Она чувствовала себя как человек, которому вкололи наркоз. Сейчас она не ощущала боли или горечи расставания. Она вообще ничего не ощущала, ходила, как в полусне. Смотрела на дома, на достопримечательности, на выставленные в магазинчиках товары. И ничего не видела. Не могла сосредоточиться ни на чем. «Наверное, завтра будет очень больно», – равнодушно думала она. Они дошли до небольшого кафе и сели за столик на улице. Северцев сделал заказ. Ольга даже не могла вспомнить, спросил ли он ее, что она будет, или сам все заказал. Ей было все равно, что ей принесут. Она не хотела есть.
–
– Может, приедете с мальчишками на лето? Дом большой, всем места хватит. Ты говорила у тебя собака, можешь и ее привезти. Только на границе, наверное, могут быть проблемы. Прививки какие-то специальные нужно делать, – сказал он тоном, каким спрашивают, не хочет ли кто-нибудь бутерброд или еще чашечку чая. Глаза у него просто полыхали.
Она слегка кивнула.
– Может быть, – у нее глаза были грустные-прегрустные.
Они больше не встретятся. Если бы она собиралась приехать, она бы сказала – хорошо или да, или мы приедем. Может быть, это значит – нет.
На него волной накатило бешенство. «Как только твой самолет оторвется от земли, я отправлюсь в бордель и перетрахаю там всех шлюх. И забуду о тебе к чертовой матери раз и навсегда. И не вспомню. Никогда! Катись в свою е… Москву!» – захотелось ему заорать. Он отвернулся, пытаясь сдержать свою злость, взять себя в руки. Он сам себе стал противен. Неужели он такой слабак, что готов выглядеть дураком и сволочью, лишь бы сделать ей больно? Выплеснуть на нее свое недовольство, свою боль и свою обиду. Скорее бы она уже улетела. Он не хочет ее больше видеть. Никогда в жизни.

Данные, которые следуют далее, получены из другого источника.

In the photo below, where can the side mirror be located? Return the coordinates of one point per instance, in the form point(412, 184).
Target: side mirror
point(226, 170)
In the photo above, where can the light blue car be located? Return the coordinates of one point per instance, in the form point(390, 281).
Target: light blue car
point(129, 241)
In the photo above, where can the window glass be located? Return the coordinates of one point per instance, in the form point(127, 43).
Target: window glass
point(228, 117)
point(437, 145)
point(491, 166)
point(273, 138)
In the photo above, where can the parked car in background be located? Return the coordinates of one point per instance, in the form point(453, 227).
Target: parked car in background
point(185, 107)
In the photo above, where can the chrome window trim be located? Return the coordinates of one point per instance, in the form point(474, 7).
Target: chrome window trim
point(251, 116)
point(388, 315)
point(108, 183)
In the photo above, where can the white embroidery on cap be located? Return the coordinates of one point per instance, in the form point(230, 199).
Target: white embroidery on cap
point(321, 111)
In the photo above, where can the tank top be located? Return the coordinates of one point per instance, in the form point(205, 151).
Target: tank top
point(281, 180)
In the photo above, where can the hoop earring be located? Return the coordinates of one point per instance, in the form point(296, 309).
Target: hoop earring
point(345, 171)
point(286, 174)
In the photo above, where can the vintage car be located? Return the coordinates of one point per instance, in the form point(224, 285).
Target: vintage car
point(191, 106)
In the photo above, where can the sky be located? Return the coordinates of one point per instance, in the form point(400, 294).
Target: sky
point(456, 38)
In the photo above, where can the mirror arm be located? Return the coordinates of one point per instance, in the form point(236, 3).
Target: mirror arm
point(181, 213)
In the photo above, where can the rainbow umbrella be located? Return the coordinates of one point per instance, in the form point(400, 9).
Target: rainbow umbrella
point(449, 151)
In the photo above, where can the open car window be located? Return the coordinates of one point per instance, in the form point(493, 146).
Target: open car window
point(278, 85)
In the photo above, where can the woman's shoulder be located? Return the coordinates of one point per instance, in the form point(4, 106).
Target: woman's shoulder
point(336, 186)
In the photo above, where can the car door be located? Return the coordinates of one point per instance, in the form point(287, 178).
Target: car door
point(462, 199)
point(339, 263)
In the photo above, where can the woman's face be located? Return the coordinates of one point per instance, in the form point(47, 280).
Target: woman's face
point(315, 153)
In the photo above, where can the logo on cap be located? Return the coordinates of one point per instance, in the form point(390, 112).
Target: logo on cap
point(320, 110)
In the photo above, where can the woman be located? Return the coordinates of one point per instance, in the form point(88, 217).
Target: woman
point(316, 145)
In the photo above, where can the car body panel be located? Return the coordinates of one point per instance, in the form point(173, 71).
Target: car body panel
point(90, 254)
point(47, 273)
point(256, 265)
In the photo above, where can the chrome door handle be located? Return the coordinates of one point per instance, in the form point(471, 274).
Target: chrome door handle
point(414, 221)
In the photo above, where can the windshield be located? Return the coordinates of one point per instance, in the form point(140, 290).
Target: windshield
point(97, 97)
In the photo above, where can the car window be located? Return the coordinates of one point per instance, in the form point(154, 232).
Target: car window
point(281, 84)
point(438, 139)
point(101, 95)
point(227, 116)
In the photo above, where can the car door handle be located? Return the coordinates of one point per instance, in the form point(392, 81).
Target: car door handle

– Игорь, может ты не будешь ждать и пойдешь? – сказала она. Голос у нее был безжизненный, монотонный.
– Чего, не можешь дождаться, когда отделаешься от меня, – ухмыльнулся он.
– Просто не люблю момент прощания, – чувствуя, что сейчас заплачет, сказала она. Наркоз переставал действовать, и она боялась, что не сумеет сдержаться.
– Я люблю. Просто обожаю, – грубо сказал он.
–
3,5 года назад.
Он налил вино в бокалы. Она улыбнулась.
– Замечательный вечер, – поднимая бокал, сказала она.
– Я уезжаю.
Она взглянула немного удивленно. Он никогда не сообщал о своих планах.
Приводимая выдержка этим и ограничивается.